Roadmap Advice from Seniors

I am not new to mongodb although I have used sql server throughout my career in IT.

Mongo is great. however, we are now getting into bigger data - currently 8.6 million but will be 500M in a year. We cannot use mongo as-is (doing simple queries) and are preparing for the next step. I’ve been trying to evaluate query times and things like that to decide if Atlas Search is right for us. But that means learning Atlas Search which will take time. …seems like a lot just to decide if Atlas or Atlas search is right.

Using mongo
Setting up the ‘right’ mongodb
Weighing up Atlas Search vs using something else like Spinx
Setting up performant indexes including the use of wildcards
Reporting → should I be looking into Data Lakes

As you can see, I need a roadmap! I’ve been reading and reading. Some things are relevant and some things are not.

Would you please offer some suggestions for where to being learning in order to cover these topics and also where I can get advice, fast, when I need it.

I’ve bought the Mongo Aggregation Framework course but what other courses are more suitable for my situation?

Many thanks!

Hi @Daniel_Gillett,

Your ask for advice is overly broad but if you can provide more details on your use case we may have some suggestions. Some of these questions will be better as separate discussion topics with specific examples.

If you need more advanced text-based search with features like fuzzy matching and autocomplete, Atlas Search is nicely integrated with MongoDB Atlas. An example of your desired search features would be helpful context for any suggestions.
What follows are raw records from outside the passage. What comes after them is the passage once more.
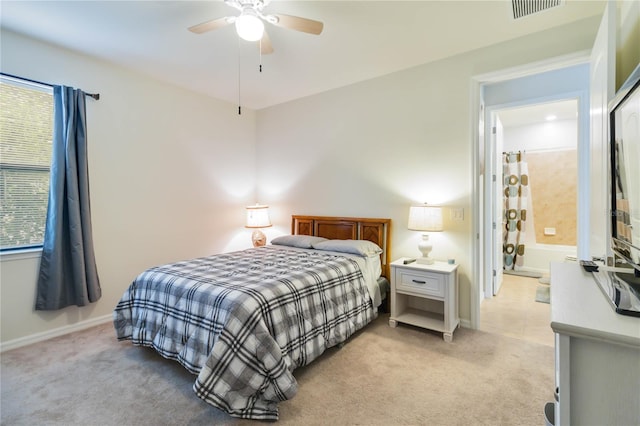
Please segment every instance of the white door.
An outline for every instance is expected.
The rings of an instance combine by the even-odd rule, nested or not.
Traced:
[[[479,106],[479,114],[478,114],[478,121],[479,121],[479,126],[478,126],[478,158],[481,159],[480,160],[480,165],[478,167],[478,170],[480,172],[480,175],[478,176],[478,201],[480,202],[481,207],[478,209],[478,223],[481,224],[478,227],[478,234],[476,236],[476,238],[478,239],[478,244],[480,246],[482,246],[482,248],[479,250],[479,256],[478,256],[478,262],[477,262],[477,268],[478,268],[478,277],[480,277],[480,283],[482,283],[482,288],[479,289],[478,291],[478,300],[477,300],[477,308],[475,310],[476,313],[476,321],[475,324],[477,325],[479,323],[479,310],[480,310],[480,304],[482,303],[482,300],[485,297],[489,297],[489,287],[491,285],[490,281],[487,281],[486,276],[485,276],[485,265],[487,263],[487,258],[488,258],[488,252],[485,251],[484,248],[484,236],[485,236],[485,216],[486,216],[486,211],[485,211],[485,198],[484,198],[484,193],[486,191],[485,188],[485,181],[487,180],[487,168],[485,165],[485,161],[484,158],[486,156],[485,154],[485,140],[484,140],[484,93],[482,90],[480,90],[480,106]]]
[[[590,157],[591,191],[584,194],[589,197],[589,208],[582,209],[583,220],[589,224],[590,238],[586,250],[578,252],[578,257],[602,257],[610,254],[609,236],[611,235],[609,218],[609,153],[608,153],[608,104],[615,91],[616,62],[616,5],[608,1],[602,16],[600,28],[591,50],[591,138],[588,155]],[[586,150],[585,150],[586,151]],[[584,161],[587,161],[584,159]],[[586,203],[585,203],[586,204]],[[578,209],[580,212],[581,209]],[[580,220],[580,218],[579,218]]]
[[[503,242],[503,230],[504,230],[504,189],[503,189],[503,173],[502,173],[502,151],[504,151],[504,137],[502,130],[502,123],[500,118],[492,115],[492,121],[494,123],[491,129],[491,146],[493,147],[493,212],[491,217],[493,218],[493,295],[495,296],[500,291],[502,286],[502,268],[503,268],[503,256],[502,256],[502,242]]]
[[[484,283],[484,297],[493,297],[493,278],[495,267],[495,143],[493,138],[495,113],[490,108],[485,108],[482,116],[481,133],[483,136],[483,204],[482,204],[482,227],[480,241],[482,244],[482,277]]]

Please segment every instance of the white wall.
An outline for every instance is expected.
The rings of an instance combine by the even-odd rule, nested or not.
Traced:
[[[640,64],[640,2],[618,0],[616,35],[616,90]]]
[[[503,135],[504,150],[507,152],[576,149],[578,147],[578,120],[576,118],[505,127]]]
[[[1,341],[110,316],[147,267],[251,245],[255,112],[2,32],[2,71],[100,93],[87,98],[89,172],[102,298],[35,312],[36,256],[3,256]]]
[[[235,105],[2,32],[2,70],[99,92],[88,101],[93,228],[103,297],[33,311],[37,259],[2,261],[1,342],[104,319],[143,269],[250,245],[242,207],[291,214],[388,217],[392,256],[417,256],[408,208],[464,208],[432,240],[460,268],[469,318],[472,267],[471,77],[589,49],[599,19],[237,115]],[[562,43],[559,42],[562,40]],[[437,41],[434,41],[437,42]],[[257,159],[257,161],[256,161]],[[254,165],[257,164],[257,174]],[[257,195],[258,197],[255,197]]]
[[[460,263],[460,314],[468,321],[477,286],[471,78],[590,49],[598,24],[582,21],[259,111],[261,200],[277,206],[280,224],[292,213],[389,217],[394,258],[419,254],[419,234],[407,230],[411,204],[464,208],[462,222],[445,211],[432,256]]]

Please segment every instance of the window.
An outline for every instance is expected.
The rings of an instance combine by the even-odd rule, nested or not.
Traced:
[[[0,250],[41,247],[53,139],[53,90],[0,76]]]

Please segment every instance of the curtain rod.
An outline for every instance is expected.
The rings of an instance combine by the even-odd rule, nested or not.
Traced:
[[[28,81],[30,83],[41,84],[43,86],[49,86],[49,87],[54,87],[55,86],[54,84],[51,84],[51,83],[44,83],[42,81],[32,80],[30,78],[18,77],[17,75],[7,74],[6,72],[0,72],[0,75],[4,75],[4,76],[7,76],[7,77],[11,77],[11,78],[17,78],[19,80]],[[96,101],[100,99],[100,93],[86,93],[85,92],[85,96],[92,97]]]

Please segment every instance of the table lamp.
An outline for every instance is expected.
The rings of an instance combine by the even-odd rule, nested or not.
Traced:
[[[268,228],[271,226],[269,219],[269,206],[247,206],[247,223],[245,228],[255,228],[251,234],[251,241],[254,247],[261,247],[267,244],[267,237],[260,228]]]
[[[409,226],[412,231],[424,231],[422,240],[418,244],[418,250],[422,253],[422,257],[416,259],[416,263],[431,265],[433,259],[429,257],[429,253],[433,249],[433,245],[429,241],[427,232],[442,231],[442,208],[435,206],[412,206],[409,209]]]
Setting up the ‘right’ mongodb

Do you mean choosing a deployment topology (use at least a replica set for production), version (start with the latest GA release), or something else?

Weighing up Atlas Search vs using something else like Spinx

If you are already using Atlas, Atlas Search is the obvious choice. Using Sphinx or another search solution will require finding (or creating) a connector to MongoDB. You can sync data using change streams, but I expect building a sync solution isn’t core to scaling your application.

Setting up performant indexes including the use of wildcards

If you need help optimising a query, I would start a new forum discussion topic with relevant details (server version, query, sample indexes, full explain output). Atlas Search has features for partial and fuzzy matching and uses different indexing strategies to improve performance (the underlying implementation is Apache Lucene).

Reporting → should I be looking into Data Lakes

That really depends on your use case, but if you are just getting started I would focus on your core understanding of MongoDB before adding too many other services or optimisations.

You can ask questions in community forums, but there are no guarantees of timely responses or that someone with the relevant expertise will see (and have time to answer) a more niche question. If you can start with shorter and more specific questions, I expect you are more likely to get faster responses. For example, this post is asking a half dozen questions which are a larger than average time commitment if someone wants to respond to all of them.

I would also focus on creating clear titles for your discussion topics as that is the main context another community member sees before looking into a discussion. For example, this topic might have been more appealing as “Advice on scaling from 6.5 million to 500 million documents”.

If you want predictable support with SLAs for a business use case, I would look into Atlas Support Plans or Flex Consulting.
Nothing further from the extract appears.